The House Ways and Means Committee advanced bipartisan legislation on Thursday that would grant Medicare coverage to novel medical technologies for four years while the Centers for Medicare & Medicaid Services (CMS) makes a national coverage determination.
The new version of the bill that was voted on by Ways and Means reduces the cost of the bill by 75% of the version that the House Energy and Commerce Committee voted favorably on back in November. It allocates $10 million per year over five years to CMS for the project.
The Ensuring Patient Access to Critical Breakthrough Products Act of 2024, if passed, would give any device designated as “breakthrough” from the Food and Drug Administration (FDA) four years of Medicare coverage. Co-sponsor of the bill Rep. Susan DelBene, R-Washington, said during the hearing that it takes CMS an average of more than five years to make a national coverage determination for FDA breakthrough devices.
DelBene said the size of the device manufacturing company is the only factor that has been linked to how fast CMS covers medical devices, not the amount of clinical data the device has.
The time lag between FDA clearance and CMS coverage leaves Medicare beneficiaries without insurance coverage and forces them to pay out of pocket for novel screening, diagnostic tests and other medical devices. In the interim, most commercial payers tend to make coverage determinations on the devices—so private insurance holders can already access them.
The bill tries to ensure there is a final answer on a national coverage determination before the end of the transitional coverage period. It currently has 86 co-sponsors, DelBene said.
The new version of the bill also includes stronger safety standards for FDA breakthrough devices, like mandating the devices have clinical trial information on the Medicare population.

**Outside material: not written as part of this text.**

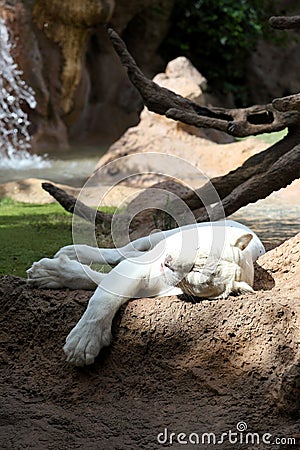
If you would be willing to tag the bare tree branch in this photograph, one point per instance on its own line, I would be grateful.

Democratic representatives Lloyd Doggett, Texas, and Bill Pascrell, New Jersey, argued against the passage of the bill, citing patient safety risks that have historically stemmed from FDA breakthrough devices. Doggett said thoracic and neurological surgeons have also expressed concern about using “untested” medical devices on Medicare beneficiaries.
The bill passed out of committee with a vote of 36 to 5.
The Biden administration has a final rule forthcoming on transitional coverage for emerging technologies (TCET). The proposed version of TCET narrowed the scope of the temporary coverage project down to just six devices per year, which critics say is too few.
Others in the digital therapeutics camp are pushing the administration to make the temporary coverage available to technologies that don’t currently have a Medicare benefit category.